Schwarzbrot
"Miseram eam, quae terram suam ederet"
"Armselig das Volk, das seine eigene Erde ißt" urteilte im Jahre 1586 der niederländische Jurist und Philologe Justus Lipsius über das Schwarzbrot Westfalens anläßlich einer Reise durch das Niederstift Münster (Gentner 1991, S. 44f.). Von der Mitte des 15. Jahrhunderts bis in die Gegenwart wird Westfalen immer wieder anhand seines schwarzen Brotes charakterisiert (Gentner 1991, S. 44-51, 84-101). Vom italienischen Humanisten und späteren Papst Pius II. Aeneas Silvius Piccolomini (1405-1464: "Westfalen ist ein ziemlich kaltes, nicht besonders fruchtbares Land; man ißt dort schwarzes Brot und trinkt Bier") über den aus Laer (Kreis Steinfurt) gebürtigen Karthäuser Werner Rolevinck (1425-1502: "horrendus panis – schreckliches Brot") bis hin zu Johann Jakob Christoffel von Grimmelshausen (um 1622-1676), dem bedeutensten deutschen Romancier des 17. Jahrhunderts ("… da [im Kloster Paradies bei Soest] lernete ich das schwartze Brod Fingers dick mit gesaltzenem Butter schmieren, und mit Käß belegen, damit es desto besser rutschte") und dem vor der französischen Revolution geflohenen Abbé Baston (1741-1825), der sich um 1800 mehrere Jahre in Coesfeld aufhielt ("Es gibt in der Natur nicht noch einmal zwei Dinge, die sich so sehr ähneln, wie ein Stück Schwarzbrot und ein Stück Torf"), für viele ist Schwarzbrot – wie übrigens auch Schinken, Bier und die geheimnisumwitterten Femgerichte des Mittelalters – ein typisches Merkmal westfälicher Eigenart.
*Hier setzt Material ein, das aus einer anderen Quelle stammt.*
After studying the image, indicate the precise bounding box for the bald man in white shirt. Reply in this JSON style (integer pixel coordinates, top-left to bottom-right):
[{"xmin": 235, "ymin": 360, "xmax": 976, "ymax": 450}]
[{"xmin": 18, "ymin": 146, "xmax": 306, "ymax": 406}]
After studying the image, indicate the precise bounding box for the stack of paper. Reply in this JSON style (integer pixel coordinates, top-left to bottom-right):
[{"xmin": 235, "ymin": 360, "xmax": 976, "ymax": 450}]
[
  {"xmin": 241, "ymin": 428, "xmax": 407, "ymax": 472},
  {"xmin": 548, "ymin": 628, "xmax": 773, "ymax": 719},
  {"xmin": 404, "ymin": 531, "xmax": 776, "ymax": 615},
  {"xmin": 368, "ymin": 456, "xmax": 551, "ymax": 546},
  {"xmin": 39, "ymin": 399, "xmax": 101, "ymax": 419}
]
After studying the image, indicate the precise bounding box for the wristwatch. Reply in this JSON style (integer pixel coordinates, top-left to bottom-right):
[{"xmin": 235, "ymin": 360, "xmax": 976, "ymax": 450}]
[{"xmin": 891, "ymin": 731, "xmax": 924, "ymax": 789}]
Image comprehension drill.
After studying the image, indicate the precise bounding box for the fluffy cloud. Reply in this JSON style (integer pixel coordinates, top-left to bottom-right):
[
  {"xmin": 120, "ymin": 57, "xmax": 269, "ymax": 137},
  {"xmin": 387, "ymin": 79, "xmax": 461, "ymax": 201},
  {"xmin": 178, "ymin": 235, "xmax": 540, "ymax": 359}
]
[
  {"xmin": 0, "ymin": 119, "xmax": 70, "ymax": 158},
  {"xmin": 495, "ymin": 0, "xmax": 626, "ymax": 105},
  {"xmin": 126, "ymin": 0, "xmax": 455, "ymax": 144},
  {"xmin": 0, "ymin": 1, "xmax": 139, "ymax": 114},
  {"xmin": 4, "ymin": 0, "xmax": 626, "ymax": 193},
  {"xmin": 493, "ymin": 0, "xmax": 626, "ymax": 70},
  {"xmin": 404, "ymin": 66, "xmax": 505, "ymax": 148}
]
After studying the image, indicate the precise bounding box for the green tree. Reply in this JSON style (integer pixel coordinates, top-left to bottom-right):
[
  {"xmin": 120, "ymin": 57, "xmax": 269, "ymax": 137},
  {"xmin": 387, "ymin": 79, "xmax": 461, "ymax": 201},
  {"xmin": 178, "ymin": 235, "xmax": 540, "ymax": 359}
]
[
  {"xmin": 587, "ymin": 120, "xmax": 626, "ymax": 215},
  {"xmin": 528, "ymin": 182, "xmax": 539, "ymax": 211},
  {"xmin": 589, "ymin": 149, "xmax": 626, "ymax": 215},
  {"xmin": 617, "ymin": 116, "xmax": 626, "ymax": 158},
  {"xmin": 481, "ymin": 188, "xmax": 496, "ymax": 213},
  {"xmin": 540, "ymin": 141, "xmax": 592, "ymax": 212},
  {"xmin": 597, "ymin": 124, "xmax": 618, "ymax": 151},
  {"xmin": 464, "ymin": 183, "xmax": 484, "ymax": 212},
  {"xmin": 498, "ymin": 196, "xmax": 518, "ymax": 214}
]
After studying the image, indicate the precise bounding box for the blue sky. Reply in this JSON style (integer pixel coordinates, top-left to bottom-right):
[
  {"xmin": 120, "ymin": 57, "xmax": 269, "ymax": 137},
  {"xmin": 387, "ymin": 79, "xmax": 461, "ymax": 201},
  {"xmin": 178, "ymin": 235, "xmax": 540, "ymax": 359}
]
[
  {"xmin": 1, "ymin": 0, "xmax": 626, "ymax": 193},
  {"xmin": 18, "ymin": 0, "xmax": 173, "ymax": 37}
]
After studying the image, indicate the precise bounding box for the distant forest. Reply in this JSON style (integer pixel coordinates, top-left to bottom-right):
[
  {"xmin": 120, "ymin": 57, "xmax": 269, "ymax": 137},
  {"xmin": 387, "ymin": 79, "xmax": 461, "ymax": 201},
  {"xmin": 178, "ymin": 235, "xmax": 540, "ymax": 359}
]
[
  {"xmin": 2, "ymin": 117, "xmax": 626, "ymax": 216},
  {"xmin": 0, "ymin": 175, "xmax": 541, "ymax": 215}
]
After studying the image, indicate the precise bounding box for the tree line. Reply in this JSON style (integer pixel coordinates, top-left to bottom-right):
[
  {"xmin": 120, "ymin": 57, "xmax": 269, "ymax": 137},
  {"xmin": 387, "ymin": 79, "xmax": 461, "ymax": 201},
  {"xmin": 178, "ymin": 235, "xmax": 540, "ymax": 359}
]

Nicht einmal beim Festmahl eines "Hexensabbats" durfte das Roggenschrotbrot fehlen, wie die Verhörprotokolle der Coesfelder Hexenprozesse des 17. Jahrhunderts berichten (Saatkamp 1993). Tatsächlich war bis in die dreißiger Jahre dieses Jahrhunderts für große Teile Westfalens nordöstlich einer Linie von Wuppertal bis Minden das tägliche Brot aus geschrotetem Roggen. Feineres Weißbrot war zwar seit langem bekannt, doch war der Verzehr dieser kulturgeschichtlichen Neuerung aus dem Südosten eher auf Feiertage und feierliche Anlässe beschränkt (Wiegelmann 1973, S. 85). Auch die östlichen Niederlande kannten als tägliches Brot bis zum Zweiten Weltkrieg überwiegend nur das "roggenbrod", während vor allem in den westlichen Provinzen mit den tonangebenden städtischen Zentren Amsterdam, Rotterdam und Den Haag Brot aus Weizenmehl vorherrschte (Jobse-van Putten 1980, Karte 3, S. 138f., 94-100).